Gegen diesen Bescheid richtet sich die wegen Rechtswidrigkeit des Inhaltes und wegen Rechtswidrigkeit infolge Verletzung von Verfahrensvorschriften erhobene Beschwerde. Der Beschwerdeführer erachtet sich nach dem Beschwerdevorbringen in seinem Recht, als Flüchtling anerkannt zu werden, verletzt.
Der Verwaltungsgerichtshof hat erwogen:
Gemäß § 1 des Bundesgesetzes vom 7. März 1968 über die Aufenthaltsberechtigung von Flüchtlingen im Sinne der Konvention über die Rechtsstellung der Flüchtlinge, BGBl. Nr. 126 (Asylgesetz), in der Fassung der Novelle vom 27. November 1974, BGBl. Nr. 796, ist ein Fremder Flüchtling im Sinne dieses Bundesgesetzes, wenn nach den Bestimmungen dieses Bundesgesetzes festgestellt wird, daß er die Voraussetzungen des Art. 1 Abschnitt A der Konvention über die Rechtsstellung der Flüchtlinge, BGBl. Nr. 55/1955, unter Bedachtnahme auf das Protokoll über die Rechtsstellung der Flüchtlinge, BGBl. Nr. 78/1974, erfüllt und daß bei ihm kein Ausschließungsgrund nach Art. 1 Abschnitt C oder F der Konvention vorliegt. Art. 1 Abschnitt A Punkt 2 der Konvention bestimmt, daß als Flüchtling im Sinne des Abkommens anzusehen ist, wer sich aus wohlbegründeter Furcht, aus Gründen der Rasse, Religion, Nationalität, Zugehörigkeit zu einer bestimmten sozialen Gruppe oder der politischen Gesinnung verfolgt zu werden, außerhalb seines Heimatlandes befindet und nicht in der Lage oder im Hinblick auf diese Furcht nicht gewillt ist, sich des Schutzes dieses Landes zu bedienen.

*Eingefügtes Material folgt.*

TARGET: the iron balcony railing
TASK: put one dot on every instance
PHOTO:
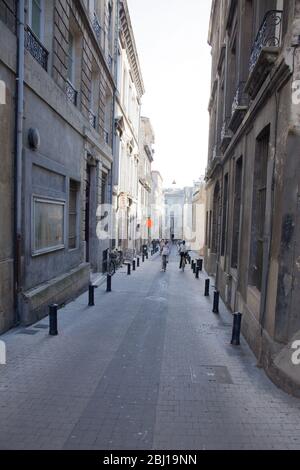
(269, 35)
(36, 48)
(97, 27)
(240, 98)
(71, 93)
(225, 133)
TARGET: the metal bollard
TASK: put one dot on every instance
(53, 320)
(108, 283)
(236, 329)
(92, 295)
(206, 292)
(216, 302)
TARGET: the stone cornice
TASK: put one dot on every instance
(127, 38)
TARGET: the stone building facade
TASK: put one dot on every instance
(7, 131)
(198, 216)
(253, 173)
(130, 89)
(146, 154)
(157, 205)
(68, 81)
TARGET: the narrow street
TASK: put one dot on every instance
(149, 367)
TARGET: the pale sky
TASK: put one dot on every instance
(171, 38)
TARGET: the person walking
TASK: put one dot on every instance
(183, 251)
(165, 255)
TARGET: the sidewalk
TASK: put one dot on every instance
(149, 367)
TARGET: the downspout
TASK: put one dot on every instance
(18, 155)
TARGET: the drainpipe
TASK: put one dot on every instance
(18, 154)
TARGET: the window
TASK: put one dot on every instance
(104, 188)
(209, 229)
(237, 212)
(71, 59)
(109, 25)
(8, 13)
(216, 219)
(48, 225)
(73, 215)
(206, 229)
(36, 17)
(225, 208)
(259, 208)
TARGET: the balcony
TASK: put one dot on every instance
(71, 93)
(239, 107)
(226, 135)
(36, 48)
(264, 51)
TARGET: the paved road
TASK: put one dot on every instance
(150, 367)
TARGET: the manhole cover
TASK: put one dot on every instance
(216, 374)
(27, 332)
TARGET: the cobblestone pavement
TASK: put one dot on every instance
(150, 367)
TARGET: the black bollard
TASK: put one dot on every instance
(236, 329)
(108, 283)
(53, 320)
(216, 302)
(92, 295)
(206, 292)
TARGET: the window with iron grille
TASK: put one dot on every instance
(73, 214)
(8, 13)
(237, 212)
(224, 218)
(259, 208)
(216, 221)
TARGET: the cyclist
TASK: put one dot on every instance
(165, 254)
(183, 251)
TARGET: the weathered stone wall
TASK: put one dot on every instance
(7, 129)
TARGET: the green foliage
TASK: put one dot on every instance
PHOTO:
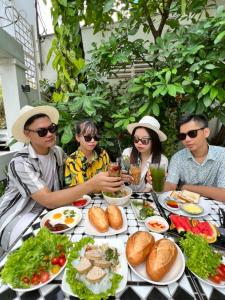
(185, 71)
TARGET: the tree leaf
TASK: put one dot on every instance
(63, 2)
(219, 37)
(213, 92)
(82, 88)
(171, 90)
(210, 66)
(207, 101)
(168, 76)
(205, 89)
(108, 6)
(155, 109)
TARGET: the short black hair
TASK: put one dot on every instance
(33, 118)
(192, 117)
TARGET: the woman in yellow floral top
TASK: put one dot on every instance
(89, 159)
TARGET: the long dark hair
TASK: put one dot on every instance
(88, 127)
(156, 147)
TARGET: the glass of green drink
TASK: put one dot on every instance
(158, 177)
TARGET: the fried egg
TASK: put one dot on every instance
(61, 218)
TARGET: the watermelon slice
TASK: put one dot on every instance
(203, 228)
(181, 223)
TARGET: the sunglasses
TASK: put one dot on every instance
(144, 141)
(192, 134)
(88, 138)
(44, 131)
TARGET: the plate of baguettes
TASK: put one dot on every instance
(198, 206)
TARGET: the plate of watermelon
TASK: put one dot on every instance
(204, 228)
(204, 204)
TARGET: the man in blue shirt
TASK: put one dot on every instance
(199, 167)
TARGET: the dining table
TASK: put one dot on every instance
(187, 287)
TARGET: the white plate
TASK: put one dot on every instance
(35, 287)
(136, 210)
(78, 216)
(122, 270)
(86, 197)
(209, 282)
(172, 276)
(91, 230)
(202, 202)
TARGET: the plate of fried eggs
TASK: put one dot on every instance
(61, 219)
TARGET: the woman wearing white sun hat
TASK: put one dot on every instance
(35, 174)
(147, 148)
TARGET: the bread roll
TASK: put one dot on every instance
(138, 247)
(98, 218)
(114, 216)
(161, 259)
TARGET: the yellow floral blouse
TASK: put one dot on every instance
(78, 169)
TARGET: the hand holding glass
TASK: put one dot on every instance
(135, 172)
(158, 177)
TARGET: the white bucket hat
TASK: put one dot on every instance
(148, 122)
(26, 113)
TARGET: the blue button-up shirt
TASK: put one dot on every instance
(211, 172)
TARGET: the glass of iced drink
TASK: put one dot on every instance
(114, 169)
(158, 177)
(135, 172)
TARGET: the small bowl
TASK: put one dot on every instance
(78, 203)
(120, 201)
(160, 228)
(171, 207)
(192, 208)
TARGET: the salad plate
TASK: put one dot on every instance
(61, 219)
(82, 202)
(37, 262)
(91, 230)
(38, 286)
(209, 282)
(121, 270)
(172, 276)
(137, 206)
(206, 208)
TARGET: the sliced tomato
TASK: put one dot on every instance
(221, 271)
(62, 261)
(44, 276)
(222, 267)
(26, 280)
(216, 278)
(62, 254)
(55, 269)
(55, 260)
(35, 279)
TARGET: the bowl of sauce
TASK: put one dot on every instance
(192, 208)
(172, 204)
(157, 224)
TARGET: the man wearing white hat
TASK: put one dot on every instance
(35, 174)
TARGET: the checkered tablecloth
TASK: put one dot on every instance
(188, 287)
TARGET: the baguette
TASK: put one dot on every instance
(114, 216)
(98, 218)
(161, 259)
(138, 247)
(190, 197)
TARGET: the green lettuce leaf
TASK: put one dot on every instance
(78, 287)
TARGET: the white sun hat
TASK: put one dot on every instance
(26, 113)
(148, 122)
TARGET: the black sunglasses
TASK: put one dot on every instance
(192, 134)
(88, 138)
(144, 141)
(44, 131)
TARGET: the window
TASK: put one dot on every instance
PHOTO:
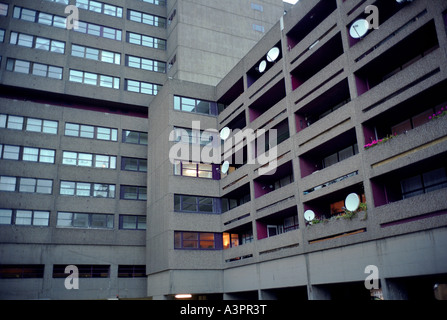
(99, 31)
(197, 240)
(231, 203)
(92, 79)
(136, 137)
(85, 271)
(36, 69)
(100, 7)
(156, 2)
(145, 64)
(88, 160)
(146, 41)
(194, 106)
(59, 1)
(10, 152)
(187, 203)
(87, 189)
(133, 193)
(85, 220)
(8, 183)
(24, 217)
(33, 185)
(146, 18)
(21, 271)
(34, 125)
(39, 17)
(39, 125)
(12, 122)
(19, 66)
(21, 39)
(142, 87)
(195, 136)
(196, 170)
(340, 155)
(134, 164)
(132, 271)
(5, 216)
(90, 132)
(3, 9)
(423, 183)
(130, 222)
(95, 54)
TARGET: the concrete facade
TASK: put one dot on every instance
(241, 235)
(327, 260)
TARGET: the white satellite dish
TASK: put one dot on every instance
(352, 202)
(225, 167)
(262, 66)
(359, 28)
(225, 133)
(273, 54)
(309, 215)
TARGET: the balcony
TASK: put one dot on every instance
(326, 103)
(329, 152)
(429, 139)
(424, 173)
(401, 64)
(322, 60)
(409, 114)
(333, 224)
(314, 19)
(424, 211)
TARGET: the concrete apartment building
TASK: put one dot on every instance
(89, 122)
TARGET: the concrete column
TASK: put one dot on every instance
(393, 290)
(318, 293)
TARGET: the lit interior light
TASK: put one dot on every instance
(183, 296)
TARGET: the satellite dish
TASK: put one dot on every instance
(224, 133)
(273, 54)
(359, 28)
(225, 167)
(309, 215)
(352, 202)
(262, 66)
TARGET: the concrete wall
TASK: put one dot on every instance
(211, 37)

Der Beschwerdeführer rügt unter dem Gesichtspunkt der Mangelhaftigkeit des Verfahrens, daß die Behörde erster Instanz den Hochkommissär der Vereinten Nationen für Flüchtlingswesen nicht vor der Erlassung ihres Feststellungsbescheides benachrichtigt habe. Gegenstand des verwaltungsgerichtlichen Verfahrens ist die Überprüfung des angefochtenen Bescheides, nicht aber der Bescheid der Behörde erster Instanz. Nun ergibt sich aus dem im Akt der belangten Behörde erliegenden Aktenvermerk, daß am 9. Jänner 1991 der Hochkommissär der Vereinten Nationen für Flüchtlinge tatsächlich von der beabsichtigten Entscheidung der belangten Behörde verständigt worden ist.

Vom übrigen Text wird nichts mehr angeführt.